To be able to automatically detect sharded and omnisharded tables, PgDog fetches the Postgres schema from all shards on startup. The schema is placed into an in-memory cache and contains Postgres schema names, tables and their columns, including data types.

How it works¶

The schema cache allows PgDog to detect the column order in certain queries and extract sharding keys automatically. For example, consider the following table and query:

CREATE TABLE users (
    id BIGINT PRIMARY KEY,
    email VARCHAR NOT NULL UNIQUE
);

When an INSERT query without explicit column names is executed, PgDog will be able to extract the sharding key using the schema cache:

INSERT INTO users VALUES ($1, $2);
-- $1 is id
-- $2 is email

Omnisharded check¶

In addition to detecting sharding keys, PgDog uses the schema cache to determine if a table is sharded or omnisharded.

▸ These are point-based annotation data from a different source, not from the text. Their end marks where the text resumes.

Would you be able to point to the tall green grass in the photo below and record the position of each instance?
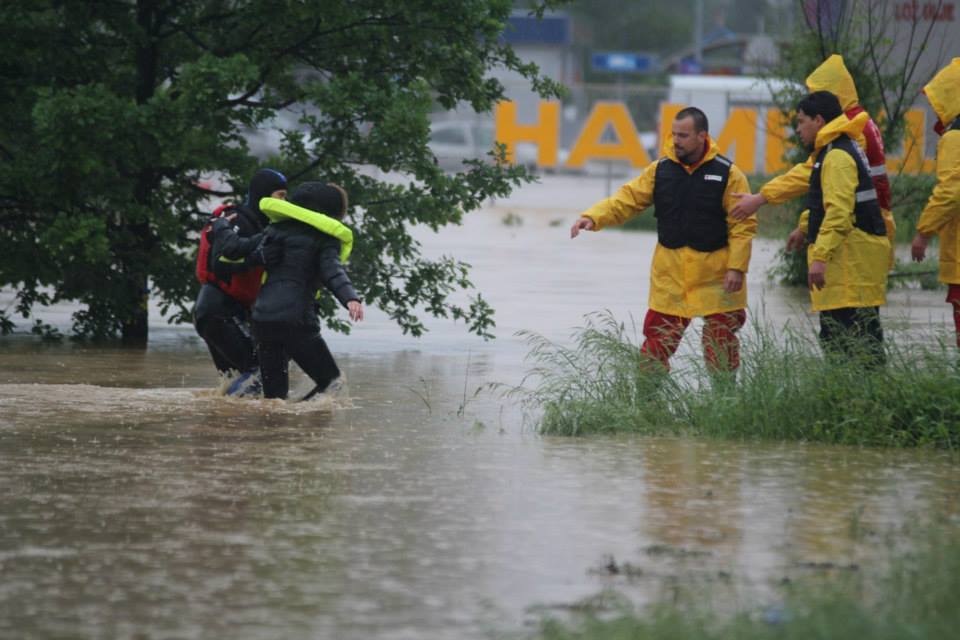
(785, 390)
(914, 597)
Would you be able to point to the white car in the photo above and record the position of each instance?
(454, 141)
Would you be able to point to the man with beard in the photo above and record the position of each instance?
(702, 253)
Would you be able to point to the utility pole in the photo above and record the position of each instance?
(698, 31)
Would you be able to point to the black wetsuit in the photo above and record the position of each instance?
(284, 316)
(222, 321)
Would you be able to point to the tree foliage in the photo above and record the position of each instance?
(115, 116)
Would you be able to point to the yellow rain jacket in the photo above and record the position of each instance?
(857, 261)
(830, 76)
(941, 216)
(685, 282)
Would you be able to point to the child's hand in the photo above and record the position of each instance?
(356, 310)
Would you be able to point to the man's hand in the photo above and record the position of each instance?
(747, 205)
(733, 281)
(815, 279)
(918, 248)
(356, 310)
(796, 240)
(581, 223)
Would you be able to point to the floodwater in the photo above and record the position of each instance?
(136, 503)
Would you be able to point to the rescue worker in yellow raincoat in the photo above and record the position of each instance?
(702, 254)
(830, 76)
(941, 216)
(848, 250)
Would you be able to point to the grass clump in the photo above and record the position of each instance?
(913, 595)
(785, 390)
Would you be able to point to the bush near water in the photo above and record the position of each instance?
(784, 390)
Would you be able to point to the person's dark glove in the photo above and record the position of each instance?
(219, 224)
(267, 253)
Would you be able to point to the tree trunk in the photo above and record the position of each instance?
(135, 329)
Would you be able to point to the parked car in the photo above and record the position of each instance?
(454, 141)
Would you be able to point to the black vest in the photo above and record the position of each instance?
(689, 206)
(866, 210)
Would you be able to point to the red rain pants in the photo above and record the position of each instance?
(721, 348)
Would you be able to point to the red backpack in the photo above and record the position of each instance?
(242, 287)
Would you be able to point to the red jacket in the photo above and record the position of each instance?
(875, 158)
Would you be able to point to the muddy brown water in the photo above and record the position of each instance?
(136, 503)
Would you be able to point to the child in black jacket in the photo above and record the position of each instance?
(308, 242)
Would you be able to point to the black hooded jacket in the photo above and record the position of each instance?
(310, 260)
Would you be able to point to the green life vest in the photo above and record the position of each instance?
(278, 210)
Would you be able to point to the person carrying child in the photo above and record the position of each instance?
(309, 244)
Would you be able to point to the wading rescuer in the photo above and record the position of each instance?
(221, 313)
(941, 216)
(830, 76)
(848, 252)
(313, 244)
(702, 253)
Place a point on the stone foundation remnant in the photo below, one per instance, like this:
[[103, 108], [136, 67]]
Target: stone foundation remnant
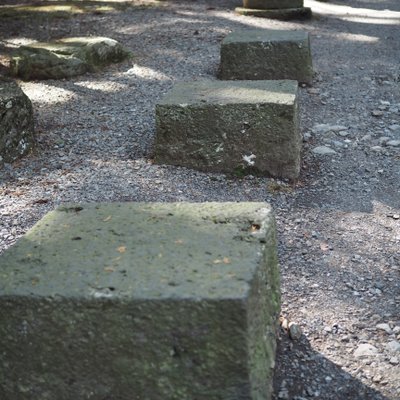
[[275, 9], [266, 54], [65, 58], [149, 301], [236, 127], [16, 122]]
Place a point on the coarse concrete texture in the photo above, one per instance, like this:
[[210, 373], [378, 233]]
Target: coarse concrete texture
[[272, 4], [153, 301], [236, 127], [16, 122], [280, 14], [65, 58], [266, 54]]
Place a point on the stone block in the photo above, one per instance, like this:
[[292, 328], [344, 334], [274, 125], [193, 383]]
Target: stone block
[[266, 54], [272, 4], [235, 127], [16, 122], [152, 301], [284, 14], [65, 58]]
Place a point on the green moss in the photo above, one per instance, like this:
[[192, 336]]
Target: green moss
[[67, 9]]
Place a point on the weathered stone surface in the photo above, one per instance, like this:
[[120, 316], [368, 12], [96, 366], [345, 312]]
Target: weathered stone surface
[[66, 57], [281, 14], [272, 4], [147, 301], [233, 126], [266, 54], [16, 122]]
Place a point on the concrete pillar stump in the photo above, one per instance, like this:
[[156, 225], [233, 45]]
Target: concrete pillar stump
[[141, 301], [258, 54]]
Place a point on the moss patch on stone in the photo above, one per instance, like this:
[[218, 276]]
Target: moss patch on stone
[[67, 9]]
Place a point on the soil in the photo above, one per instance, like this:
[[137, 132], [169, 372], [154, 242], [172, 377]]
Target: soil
[[339, 224]]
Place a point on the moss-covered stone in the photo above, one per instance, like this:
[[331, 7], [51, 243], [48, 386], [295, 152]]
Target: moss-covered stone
[[272, 4], [16, 122], [66, 57], [154, 301], [280, 14], [266, 54], [231, 127]]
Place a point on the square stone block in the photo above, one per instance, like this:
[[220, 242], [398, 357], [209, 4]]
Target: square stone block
[[284, 14], [266, 54], [233, 127], [141, 301]]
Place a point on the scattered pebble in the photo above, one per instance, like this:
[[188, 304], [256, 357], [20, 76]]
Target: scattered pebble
[[365, 350], [323, 150]]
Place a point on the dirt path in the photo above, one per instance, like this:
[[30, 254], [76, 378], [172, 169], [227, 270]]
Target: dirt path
[[339, 228]]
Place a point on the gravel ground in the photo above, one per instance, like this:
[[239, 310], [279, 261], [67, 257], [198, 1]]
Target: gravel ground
[[339, 225]]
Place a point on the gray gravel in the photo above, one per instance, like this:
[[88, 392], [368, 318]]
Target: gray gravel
[[339, 224]]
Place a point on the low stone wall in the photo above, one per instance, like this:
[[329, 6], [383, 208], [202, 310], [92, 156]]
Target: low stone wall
[[16, 122], [235, 127], [148, 301]]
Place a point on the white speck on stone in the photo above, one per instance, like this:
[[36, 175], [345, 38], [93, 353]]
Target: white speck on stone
[[394, 127], [325, 128], [323, 150], [365, 350], [97, 294], [249, 159]]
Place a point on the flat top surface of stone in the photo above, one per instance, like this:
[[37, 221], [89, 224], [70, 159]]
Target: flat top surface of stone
[[232, 92], [264, 35], [138, 250]]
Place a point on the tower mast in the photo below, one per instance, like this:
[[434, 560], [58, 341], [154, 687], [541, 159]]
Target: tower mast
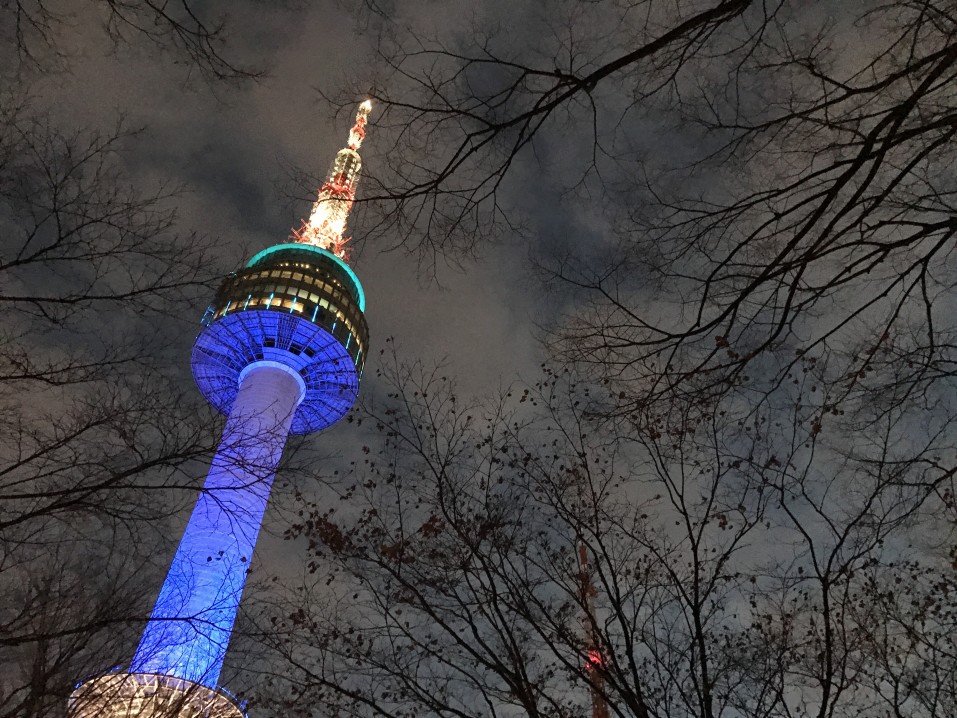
[[281, 352]]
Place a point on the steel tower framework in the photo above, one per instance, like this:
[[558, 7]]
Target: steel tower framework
[[281, 352]]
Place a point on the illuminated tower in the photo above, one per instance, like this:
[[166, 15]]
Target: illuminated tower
[[281, 352], [595, 659]]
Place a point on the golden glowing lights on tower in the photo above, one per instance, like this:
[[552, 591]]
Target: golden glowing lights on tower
[[327, 221]]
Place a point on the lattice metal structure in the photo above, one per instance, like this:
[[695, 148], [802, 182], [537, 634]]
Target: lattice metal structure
[[282, 351]]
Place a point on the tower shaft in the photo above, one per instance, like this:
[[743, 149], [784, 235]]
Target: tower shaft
[[189, 628]]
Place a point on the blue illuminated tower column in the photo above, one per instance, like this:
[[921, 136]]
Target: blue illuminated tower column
[[282, 352]]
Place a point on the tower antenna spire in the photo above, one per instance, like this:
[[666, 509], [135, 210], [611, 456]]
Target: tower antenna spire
[[327, 221]]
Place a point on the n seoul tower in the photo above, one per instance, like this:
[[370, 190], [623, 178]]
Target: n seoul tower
[[281, 352]]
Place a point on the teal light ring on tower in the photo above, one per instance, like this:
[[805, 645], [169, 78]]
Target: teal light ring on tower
[[282, 351]]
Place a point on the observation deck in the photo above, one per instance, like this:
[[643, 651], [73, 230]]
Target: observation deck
[[297, 305]]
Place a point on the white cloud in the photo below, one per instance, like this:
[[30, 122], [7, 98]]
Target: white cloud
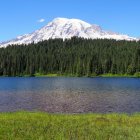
[[41, 20]]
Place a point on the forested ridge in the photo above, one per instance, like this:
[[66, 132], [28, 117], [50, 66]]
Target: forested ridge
[[76, 56]]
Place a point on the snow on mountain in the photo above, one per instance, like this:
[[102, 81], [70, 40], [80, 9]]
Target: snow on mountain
[[66, 28]]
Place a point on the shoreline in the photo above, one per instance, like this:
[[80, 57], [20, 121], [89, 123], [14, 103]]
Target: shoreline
[[40, 125], [76, 76]]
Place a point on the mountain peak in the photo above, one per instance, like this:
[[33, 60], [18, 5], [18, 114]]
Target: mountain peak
[[66, 28]]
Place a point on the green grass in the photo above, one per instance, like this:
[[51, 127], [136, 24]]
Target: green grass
[[136, 75], [43, 126]]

If a sharded table is configured using a column name only in pgdog.toml, inspecting its schema is the only way to find if it has the sharding key, for example:

[[sharded_tables]]
database = "prod"
column = "user_id"

When a query comes in that doesn't specify this column, PgDog needs to decide if the table is sharded or omnisharded:

SELECT * FROM users WHERE created_at > NOW() - INTERVAL '1 hour';

PgDog will inspect its in-memory schema cache for the users table (taking into consideration the search_path setting), and if the table contains the user_id column, treat it as a cross-shard SELECT. Otherwise, it'll assume the table is omnisharded and send the query to one of the shards only.

Migrations¶

If you change your database schema, e.g. add a new table or alter an existing one, make sure to reload the schema cache, so PgDog is able to route queries correctly. To reload the schema cache, just run the RELOAD command via the admin database:

RELOAD;

The cache is reloaded every time PgDog re-creates its connection pools, so executing the RECONNECT command or restarting PgDog will have the same effect.